One of Wickenden’s primary commitments was to the Forum on Social Issues and Policies of the National Social Welfare Assembly (later the National Assembly for Social Policy and Development), to which she acted as a “technical consultant on public social policy.” The forum brought together leaders of national, state, and local organizations to discuss current legislative and policy issues. Wickenden analyzed bills and proposals on public welfare and Social Security and if consensus emerged, Wickenden prepared and circulated a formal position statement on behalf of the participants.
In the early 1960s Wickenden became particularly interested in welfare law, a new field which sought to use legal measures to protect and promote the rights of individuals and families receiving welfare benefits. In 1962 she published an influential pamphlet, Poverty and the Law which cited the ways welfare agencies violated the statutory and constitutional rights of clients. She was instrumental in organizing the Project on Social Welfare Law at the New York University Law School, which stimulated research and publication on social welfare law and which served as a national clearinghouse for information on litigation, court decisions, agency rulings, and current research. In 1965 she was appointed to the Office of Economic Opporunity’s Legal Services Advisory ‘Committee which established the Legal Services Program. In 1972, Wickenden prepared an amicus curiae brief on Dublino vs. New York State Department of Social Services, a class-action suit which challenged state welfare regulations. Also during the 1970s, Wickenden served as welfare consultant and a member of the board of directors of the Children’s Defense Fund; an advocacy group focused on the rights and condition of children. One of the Fund’s activities was to litigate on behalf of juvenile clients of welfare agencies, juvenile offenders, and victims of racial discrimination.

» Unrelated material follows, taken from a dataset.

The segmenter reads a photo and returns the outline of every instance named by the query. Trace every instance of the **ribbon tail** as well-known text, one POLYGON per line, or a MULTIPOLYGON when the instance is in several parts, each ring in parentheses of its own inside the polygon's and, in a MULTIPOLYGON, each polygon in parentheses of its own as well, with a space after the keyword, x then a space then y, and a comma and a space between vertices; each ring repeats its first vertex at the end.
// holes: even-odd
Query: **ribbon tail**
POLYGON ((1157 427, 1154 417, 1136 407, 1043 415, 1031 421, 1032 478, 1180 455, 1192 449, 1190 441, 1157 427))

After 1978, Social Security issues became more of a focal point for Wickenden’s activities. She became the director of the Study Group on Social Security, which analyzed and reported on legislative and other policy developments. She also helped form the Save Our Security Coalition to lobby against program reductions.
In addition to her work as a social policy consultant, Wickenden taught graduate seminars at two New York universities. From 1965 to 1974, Wickenden was a professor of urban studies at the City University of New York’s Graduate Center and also taught urban planning and welfare planning at the Hunter College School of Social Work. From 1979 to 1983 she taught a seminar on social policy analysis and development at Fordham University’s Graduate School of Social Service. Wickenden also took an active role in social welfare issues affecting New York City, where she had resided since 1951. She was a consultant to the New York State Temporary Commission on Youth and Delinquency during the 1950s and director of the Project on Public Services for Families and Children at the New York School of Social Work from 1960 to 1961. In 1962 and 1963 Wickenden led an institute on social action methods, also at the New York School of Social Work.
In 1989, Wickenden formally retired and moved with her husband to Haverford, Pennsylvania. However, she remained actively engaged in issues of child welfare, Social Security, and national health insurance.